Just buy an ethernet cable and use it to connect your compatible smart devices directly to the router and, therefore, the internet.
The only downside here is that not all smart devices support ethernet. Some of Nest and Ring’s cameras do (such as the Ring Stick-up Cam Elite), but many of their other devices still require Wi-Fi – so this option won’t work for your entire smart home.
When To Change Your Wi-Fi Router
1. Router Failure
Just like other electronic gadgets, Wi-Fi routers are prone to failure. This can be as a result of general wear and tear, poor handling, or any other reason. If your router fails, you may need to replace it because rarely will you find a repair service.
2. When You Have An Increased Number of Devices More Than What Your Router Supports
The maximum number of devices supported does vary from one Wi-Fi router model to another. For example, some routers support up to 20 devices whereas others work with a maximum of 30 devices, and so on. As such, you’ll need to change your router if the number of your devices can no longer be supported by your existing router.

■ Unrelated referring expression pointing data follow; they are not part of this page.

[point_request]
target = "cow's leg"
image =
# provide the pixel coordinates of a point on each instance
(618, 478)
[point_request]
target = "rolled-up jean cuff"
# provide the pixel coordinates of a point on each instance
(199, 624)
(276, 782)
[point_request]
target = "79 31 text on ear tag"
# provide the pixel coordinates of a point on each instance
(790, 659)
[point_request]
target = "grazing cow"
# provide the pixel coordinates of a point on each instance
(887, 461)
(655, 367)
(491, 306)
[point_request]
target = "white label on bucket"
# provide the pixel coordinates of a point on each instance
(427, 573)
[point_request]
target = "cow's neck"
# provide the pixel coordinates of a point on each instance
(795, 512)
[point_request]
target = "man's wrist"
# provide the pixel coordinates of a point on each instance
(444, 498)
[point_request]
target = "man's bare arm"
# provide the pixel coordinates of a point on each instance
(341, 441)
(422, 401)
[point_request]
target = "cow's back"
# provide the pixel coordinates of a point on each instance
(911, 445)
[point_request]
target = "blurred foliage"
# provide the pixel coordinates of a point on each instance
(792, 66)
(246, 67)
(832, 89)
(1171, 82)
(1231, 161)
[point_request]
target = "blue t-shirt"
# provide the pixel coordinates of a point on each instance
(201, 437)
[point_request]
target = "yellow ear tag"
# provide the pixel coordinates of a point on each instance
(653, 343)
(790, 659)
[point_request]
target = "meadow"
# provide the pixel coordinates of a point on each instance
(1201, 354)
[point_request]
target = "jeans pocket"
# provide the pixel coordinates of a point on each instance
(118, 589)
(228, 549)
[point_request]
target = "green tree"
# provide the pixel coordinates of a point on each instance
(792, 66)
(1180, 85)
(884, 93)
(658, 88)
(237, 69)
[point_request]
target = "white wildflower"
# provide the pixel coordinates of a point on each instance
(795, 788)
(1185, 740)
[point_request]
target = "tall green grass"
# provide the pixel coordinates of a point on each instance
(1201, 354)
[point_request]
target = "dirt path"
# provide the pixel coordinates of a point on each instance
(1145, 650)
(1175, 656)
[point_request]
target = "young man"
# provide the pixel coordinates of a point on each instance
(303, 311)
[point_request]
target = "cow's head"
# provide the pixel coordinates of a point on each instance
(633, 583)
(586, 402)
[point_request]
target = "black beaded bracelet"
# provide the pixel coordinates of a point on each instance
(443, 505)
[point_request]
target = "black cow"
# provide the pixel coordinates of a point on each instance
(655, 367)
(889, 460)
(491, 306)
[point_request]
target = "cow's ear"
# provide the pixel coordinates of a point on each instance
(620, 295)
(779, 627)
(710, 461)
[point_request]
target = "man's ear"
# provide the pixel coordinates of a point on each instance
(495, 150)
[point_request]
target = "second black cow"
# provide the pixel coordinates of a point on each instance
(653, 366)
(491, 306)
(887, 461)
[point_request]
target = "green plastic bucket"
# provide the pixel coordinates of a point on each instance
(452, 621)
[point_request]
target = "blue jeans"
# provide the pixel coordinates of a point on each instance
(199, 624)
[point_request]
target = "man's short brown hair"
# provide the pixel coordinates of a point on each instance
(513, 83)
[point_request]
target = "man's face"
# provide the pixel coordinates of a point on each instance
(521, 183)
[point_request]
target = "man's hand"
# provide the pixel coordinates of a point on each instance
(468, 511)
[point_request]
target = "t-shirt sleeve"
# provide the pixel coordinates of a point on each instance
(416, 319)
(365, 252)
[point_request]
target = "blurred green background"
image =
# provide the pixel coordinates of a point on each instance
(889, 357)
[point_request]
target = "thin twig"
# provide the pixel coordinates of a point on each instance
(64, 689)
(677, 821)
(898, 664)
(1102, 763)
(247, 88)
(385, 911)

3. When You Want a More Powerful Wi-Fi Router
One of the things that buyers look at in determining how powerful a Wi-Fi router is in the frequency band. Routers work using one of these three frequency bands—6 GHz, 5GHz and 2.4GHz. 5GHz and 6GHz WiFi signals tend to be weaker than 2.4GHz, but they also offer much faster speeds.
So you may need to upgrade your Wi-Fi router if you want something more powerful than what you have, such as a 2.4 Ghz-only Wi-Fi router.
Wi-Fi routers now play a central role not only in smart homes but traditional homes as well in this digital era where many personal gadgets, as well as home gadgets, are designed to connect to the internet. It’s not surprising to find an ordinary home that has more than 20 devices connected to the internet at the same time—from several smart TVs (one in the living room, one in the dining room, and one in each bedroom) to various smartphones and laptops belonging to the family members.
A Wi-Fi router allows these devices to harmoniously connect to the internet and provide added functionalities as well as convenience. If you change your router, however, you can find yourself in a painful situation of having to re-configure all your devices one by one to match the configurations of your new router. With the easy tricks above though, you can avoid this situation.